Sur ce point précis non plus, François Hollande n’a pas tout à fait répondu aux attentes tchèques, puisque s’il a assuré qu’il ne s’agit de « mettre en cause la libre circulation y compris pour le transport par camions », il convient toutefois selon lui de « lutter contre un certain nombre d’abus et de fraudes » concernant les travailleurs détachés en adaptant « des principes fixés en France en conformité avec les règles européennes ».Concernant les échanges commerciaux proprement tchéco-français, François Hollande a expliqué que différents projets dans les domaines des transports, comme le TGV, mais aussi de l’énergie, notamment nucléaire, et de l’industrie de la défense ont été évoqués.

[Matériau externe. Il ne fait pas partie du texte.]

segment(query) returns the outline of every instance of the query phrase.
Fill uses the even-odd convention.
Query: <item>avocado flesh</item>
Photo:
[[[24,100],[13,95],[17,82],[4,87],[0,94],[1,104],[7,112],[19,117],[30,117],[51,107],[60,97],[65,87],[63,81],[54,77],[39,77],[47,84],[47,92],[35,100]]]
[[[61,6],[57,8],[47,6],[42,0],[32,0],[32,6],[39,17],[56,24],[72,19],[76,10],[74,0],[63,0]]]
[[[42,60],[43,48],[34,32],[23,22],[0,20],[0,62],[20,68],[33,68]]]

Enfin, le Premier ministre Bohuslav Sobotka a fait part de son désir de voir la France participer activement aux célébrations qui seront organisées en 2018 pour le centenaire de la création de l’Etat tchécoslovaque. La France a été le premier pays à reconnaître la Tchécoslovaquie en 1918, comme l’a rappelé François Hollande :
« La France l’avait fait aussi parce que les Tchèques étaient venus se sacrifier pour elle. Les Tchèques ont donné leur sang pour que la France puisse être libre. Il était donc légitime qu’elle soit le premier pays à reconnaître la Tchécoslovaquie. Il est toujours utile de rappeler l’histoire si nous voulons être conscients de nos responsabilités pour aujourd’hui et pour demain. »
Un rappel qui n’a pas satisfait les journalistes français présents à Prague, peu soucieux de ces considérations historiques et qui espéraient plutôt une annonce de François Hollande concernant son éventuelle candidature à l’élection présidentielle… C’est donc déçus que eux ont quitté la République tchèque et regagné Paris.